Farmers there cannot afford the seed.

These seeds are not being sold.

These seeds are being distributed freely

through traditional kinds
of certification groups,

so it is very important
in less developed countries

that the seed be freely available.

CA: Wouldn’t some activists say that this
is actually part of the conspiracy?

This is the heroin strategy.

You seed the stuff,
and people have no choice

but to be hooked on these seeds forever?

PR: There are a lot of conspiracy theories
for sure, but it doesn’t work that way.

For example, the seed that’s being
distributed, the flood-tolerant rice,

this is distributed freely

through Indian and Bangladeshi
seed certification agencies,

so there’s no commercial interest at all.

The golden rice was developed through
support of the Rockefeller Foundation.

Again, it’s being freely distributed.

There are no commercial profits

in this situation.

And now to address your other question
about, well, mixing genes,

aren’t there some unintended consequences?

Absolutely – every time
we do something different,

there’s an unintended consequence,

but one of the points I was trying to make

is that we’ve been doing
kind of crazy things to our plants,

mutagenesis using radiation
or chemical mutagenesis.

This induces thousands
of uncharacterized mutations,

and this is even a higher risk
of unintended consequence

than many of the modern methods.

And so it’s really important
not to use the term GMO

because it’s scientifically meaningless.

I feel it’s very important to talk
about a specific crop

and a specific product, and think about
the needs of the consumer.

CA: So part of what’s happening here
is that there’s a mental model

in a lot of people that nature is nature,
and it’s pure and pristine,

and to tinker with it is Frankensteinian.

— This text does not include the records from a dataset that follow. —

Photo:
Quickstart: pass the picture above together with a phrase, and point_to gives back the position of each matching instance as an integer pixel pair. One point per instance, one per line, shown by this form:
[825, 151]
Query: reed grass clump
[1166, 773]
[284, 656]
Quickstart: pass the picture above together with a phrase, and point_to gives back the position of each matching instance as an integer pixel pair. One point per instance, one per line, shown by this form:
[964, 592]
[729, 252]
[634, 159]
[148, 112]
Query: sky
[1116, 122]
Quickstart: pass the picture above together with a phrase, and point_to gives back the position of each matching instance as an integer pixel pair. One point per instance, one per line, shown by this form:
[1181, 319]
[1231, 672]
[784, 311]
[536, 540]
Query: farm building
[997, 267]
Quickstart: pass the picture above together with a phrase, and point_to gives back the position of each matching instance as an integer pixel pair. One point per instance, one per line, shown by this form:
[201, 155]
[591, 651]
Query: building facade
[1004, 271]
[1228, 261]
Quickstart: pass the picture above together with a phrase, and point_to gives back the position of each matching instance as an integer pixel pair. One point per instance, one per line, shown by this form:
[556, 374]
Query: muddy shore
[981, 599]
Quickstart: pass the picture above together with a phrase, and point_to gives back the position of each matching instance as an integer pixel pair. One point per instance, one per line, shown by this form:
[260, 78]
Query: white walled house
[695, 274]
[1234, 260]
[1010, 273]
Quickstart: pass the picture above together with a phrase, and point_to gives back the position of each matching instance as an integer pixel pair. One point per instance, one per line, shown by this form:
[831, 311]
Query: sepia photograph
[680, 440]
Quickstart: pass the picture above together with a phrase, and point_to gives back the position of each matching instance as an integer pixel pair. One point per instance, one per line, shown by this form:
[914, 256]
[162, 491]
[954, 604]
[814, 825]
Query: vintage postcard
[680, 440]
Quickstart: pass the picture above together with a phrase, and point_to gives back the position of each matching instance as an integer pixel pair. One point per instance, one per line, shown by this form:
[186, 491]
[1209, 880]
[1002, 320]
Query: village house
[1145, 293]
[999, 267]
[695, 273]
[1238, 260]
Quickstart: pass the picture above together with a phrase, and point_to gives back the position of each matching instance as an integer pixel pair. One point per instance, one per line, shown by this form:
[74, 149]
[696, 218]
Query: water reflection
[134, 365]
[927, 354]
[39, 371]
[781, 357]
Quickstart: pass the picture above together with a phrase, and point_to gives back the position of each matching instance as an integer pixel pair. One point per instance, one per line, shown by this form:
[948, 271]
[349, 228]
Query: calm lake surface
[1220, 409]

It’s making something that’s pure
dangerous in some way,

and I think you’re saying
that that whole model

just misunderstands how nature is.

Nature is a much more chaotic
interplay of genetic changes

that have been happening
all the time anyway.

PR: That’s absolutely true, and there’s
no such thing as pure food.

I mean, you could not spray
eggplant with insecticides

or not genetically engineer it,
but then you’d be stuck eating frass.

So there’s no purity there.

CA: Pam Ronald, thank you.
That was powerfully argued.

PR: Thank you very much. I appreciate it.